Her hands stilled. "What do you mean?"

"Keep going, there," he said. As she resumed, he told her the story of his eighth incarnation and how human elements had been introduced into his regeneration, and how he'd changed as a result.

"So you used to be an unfeeling blowhard, is that what you're telling me?" she joked.

"Not… unfeeling," he clarified, "just… it was muffled. I was more detached. And I certainly did not feel anything…" his voice trailed off again.

"Anything what?"

"I can't explain it," he sighed.

Pull the other, Doctor, Rose thought. "I need for you to lie down for me to do your back properly," she told him.

She half expected him to make a sarcastic comment, but he simply headed for the library and lay down on the sofa. Rose was surprised by his sudden acquiescence.

It's just a backrub, she told herself. It's not like there's some great important decision involved.

Still, it struck her as different, though she made no comment as she worked on his sore muscles. Occasionally he sighed or moaned his appreciation and made her smile. She focused on making him feel better: the explanation she wanted and which he didn't seem able to give she pushed to the back of her mind. When she finally stopped, she expected him to jump up, and when he instead rolled over and looked into her eyes she wasn't prepared for the jolt of emotion she felt, or the force of his gaze.

"Love," he said quietly.

Now it was she who was goggling at him. "Sorry?"

"What I'd never understood before, not on a personal level, is love. I could get angry, or laugh, feel happiness… but to have someone as part of the core of my existence… I didn't have that feeling."

She blinked hard. "And… and do you now?" she asked.

"I did before I changed," he whispered. "And it hasn't gone away."

She almost jumped up, she was so taken aback by this open declaration: and probably would have if he hadn't put his arms around her waist and pulled her down beside him.

"Please don't run," he said.

"Doctor…"

"Do you still love me, Rose?" he asked earnestly. "Did you only love me for how I looked on the outside?"

"No!" she exclaimed. "I… it was part of who you were…are… but that's not why I loved…" her eyes blurred with tears as the sudden realization hit her.

"Love… you," she choked.

Now she began to sob; everything she'd felt the past few months crashed down on her, all the feelings she'd buried and denied rushed up and demanded recognition.

She loved who he'd been, and she loved who he was. He was different, yes. But he was still the Doctor; still a stubborn, smart, exasperating Time Lord. She wept for that other Doctor, for what they'd both hinted at, teased each other with but never followed through on: and she wept for this Doctor, for going through hell while he waited to see what her feelings for him were: and for herself, for not knowing and being afraid to find out.

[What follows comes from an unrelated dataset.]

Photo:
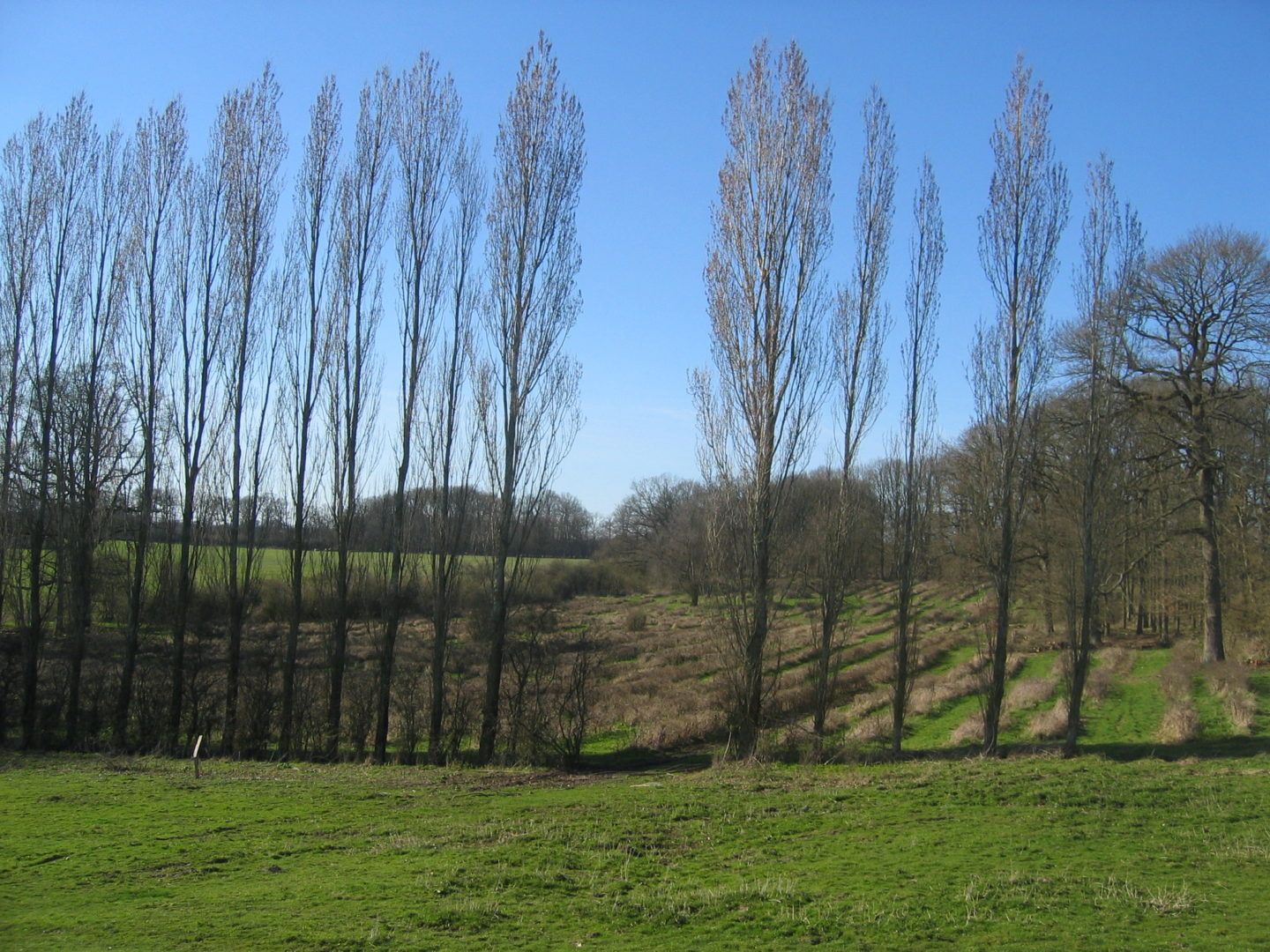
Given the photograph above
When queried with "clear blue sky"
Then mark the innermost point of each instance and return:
(1177, 94)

He held her as she cried, saying nothing: stroking her hair and waiting patiently until her sobs subsided. When she stopped crying, he handed her a handkerchief. After she wiped her eyes and blew her nose, he said: "that wasn't so difficult, was it?"

She snorted and punched his arm lightly. "You think you've so clever."

"You mean I'm not?"

"Stuff it."

"Hey, go easy on me, Rose," he said. "I've been waiting to find out if I'd ever hear those words from you for two months now."

"Well now you've heard them," she said, a challenge flashing in her eyes. "So what do you have to say about it?"

He considered the question. "I say it's great!"

"Great," she echoed. "I just spilled my guts out to you, got your shirt sopping wet, ruined your handkerchief, and you say great."

"Well, isn't it?" he asked. "When two beings know they love each other, isn't that great?"

He smiled at her, and the childlike delight in his eyes and his smile made her want to weep all over again, but this time from happiness. Instead, she wrapped her arms around him and buried her face in his neck.

"Yeah," she said with a laugh, feeling truly free again for the first time since he'd regenerated. "Yes, Doctor. It's great."